Shelley Short‘s A Cave, A Canoo provides a clear distinction between Americana and folk. The acoustic-based music that Short plays is the type that you would expect to find in rural backwoods and Appalachian trails. It’s fragile instrumentally but strong lyrically. It’s very distinctive and unapologetic about this; it is what it is, and that’s either its selling point or its sticking point. It is truly Americana; no other place could have produced this album.
It’s hard to describe this album without sounding trite, because the it’s not what she does but how she does it that makes this album worth your time. There’s some gently fingerpicked acoustic guitar, some auxiliary instruments (grumbling cello, creaky violin, twinkling piano, etc), and her delicate, distinctive voice. She doesn’t stray far from this formula, other than the “Interlude,” which is made to sound like an a capella vinyl recording. It’s kinda weird, but endearing.
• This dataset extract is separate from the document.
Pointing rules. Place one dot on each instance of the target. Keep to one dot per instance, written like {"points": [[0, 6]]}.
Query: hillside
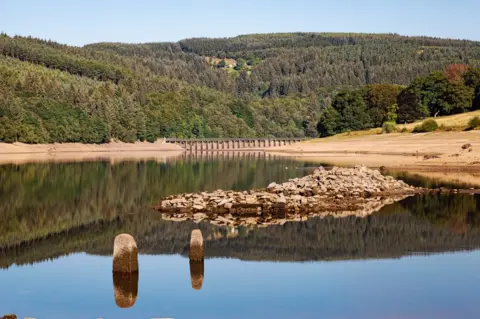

“A Cave” shows off her piano skills and impressive melodic content, as it is the most memorable track. Even when she shifts to piano, her gently rolling style transfers over perfectly. These songs all have a lilting gait that makes them incredibly pleasant to listen to. “Racehorse” seems to waltz gently by the listener’s ear, while the live-recorded hiss of “Tap the Old Bell” creates a feeling of security and honesty in the song. The greatest deviation from this is “Hard to Tell,” which is accompanied by an accordion. Even though this is not out of the tradition at all, it’s still feels almost roaring next to the gentle acoustic ballads and piano offerings that precede and follow it. It’s still a wonderful song, but it is a bit jarring the first time it appears.
In short, this is a true-blue Americana album. It suffers a bit from having a slow pace throughout, but the ease of listening almost entirely redeems that fact. If you’re a fan of folk, Americana, or great female singers, this is for you. Incredibly enjoyable.